Cloud services boomed in 2015 as the barriers to adoption toppled and confidence surged, says a new study. Operators and vendors in the six major cloud services and infrastructure market groups earned $110 billion in the four quarters ending in September 2015, according to new data from Synergy Research Group. This represents an annual growth rate of 28% on average.
The fastest growing sectors, Public Infrastructure as a Service (IaaS) and Platforms as a service (PaaS) grew at almost double the average rate, however, with a 51% increase in revenues in the 12 month period. Perhaps surprisingly, the public cloud is still growing at a faster rate than the hybrid cloud, which many pundits have tipped to be the immediate future for enterprise computing as companies hedge their bets between on and off-premise computing models.
The private and hybrid cloud infrastructure service markets grew by 45%. However, spending on infrastructure hardware and software is still higher than spending on cloud services, but the gap is narrowing rapidly.
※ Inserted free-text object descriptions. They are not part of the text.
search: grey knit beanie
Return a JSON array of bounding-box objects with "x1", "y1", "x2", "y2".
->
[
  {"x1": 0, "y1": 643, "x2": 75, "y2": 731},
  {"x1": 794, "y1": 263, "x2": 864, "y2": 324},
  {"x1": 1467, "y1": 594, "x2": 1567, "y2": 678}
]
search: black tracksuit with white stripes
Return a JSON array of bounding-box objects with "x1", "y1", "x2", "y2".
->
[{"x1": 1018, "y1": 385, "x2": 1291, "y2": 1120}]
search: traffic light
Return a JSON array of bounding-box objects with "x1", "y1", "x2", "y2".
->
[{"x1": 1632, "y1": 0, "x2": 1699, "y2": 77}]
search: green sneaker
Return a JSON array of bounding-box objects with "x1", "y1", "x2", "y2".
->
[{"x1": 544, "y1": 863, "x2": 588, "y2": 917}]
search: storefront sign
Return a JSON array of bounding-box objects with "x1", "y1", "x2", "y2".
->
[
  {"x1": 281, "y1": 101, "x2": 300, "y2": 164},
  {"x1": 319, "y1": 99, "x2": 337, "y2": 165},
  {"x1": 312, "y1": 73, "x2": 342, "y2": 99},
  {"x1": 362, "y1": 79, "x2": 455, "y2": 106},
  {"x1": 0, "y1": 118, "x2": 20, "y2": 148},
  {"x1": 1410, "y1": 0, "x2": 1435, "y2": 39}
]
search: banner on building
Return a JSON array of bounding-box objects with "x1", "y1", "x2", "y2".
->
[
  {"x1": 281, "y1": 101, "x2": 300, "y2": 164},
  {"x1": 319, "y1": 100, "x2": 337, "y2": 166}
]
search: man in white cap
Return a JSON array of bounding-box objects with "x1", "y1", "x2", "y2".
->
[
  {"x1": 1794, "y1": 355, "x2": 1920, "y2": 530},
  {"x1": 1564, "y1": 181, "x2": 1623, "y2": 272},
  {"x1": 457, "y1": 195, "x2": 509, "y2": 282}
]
The top six companies in the hybrid cloud sector were identified as Cisco, HP Enterprise (HPE), AWS, Microsoft, IBM and Salesforce.
Even the lowest performing cloud sectors grew by 16%, Synergy reported.
The latest yearly figures, measured in the period from Q4 2014 to Q3 2015, showed that the total spend on infrastructure hardware and software to build cloud services exceeded $60 billion. Of that $60 billion, at least $30 billion was apportioned to private cloud projects. However, spending on public cloud projects, while in the minority, is growing much more rapidly.
The investments in infrastructure by the cloud service providers brought a return, the analyst says, as the figures show it helped them to generate $20 billion in revenues from cloud infrastructure services (IaaS, PaaS, private & hybrid services) and a further $27 billion from SaaS. There was also a return from additional income sources arising out of supporting internet services such as search, social networking, email and e-commerce. A new sector is emerging, as unified communications as a service (UCaaS) began to show healthy growth and, according to Synergy, is showing signs of driving some radical changes in business communications.
Last year the cloud became mainstream and moved beyond the early adopter phase as barriers to adoption fell, according to Synergy Research Group’s Chief Analyst Jeremy Duke. “Cloud technologies are now generating massive revenues and high growth rates that will continue long into the future,” said Synergy Research Group Chief Analyst John Dinsdale.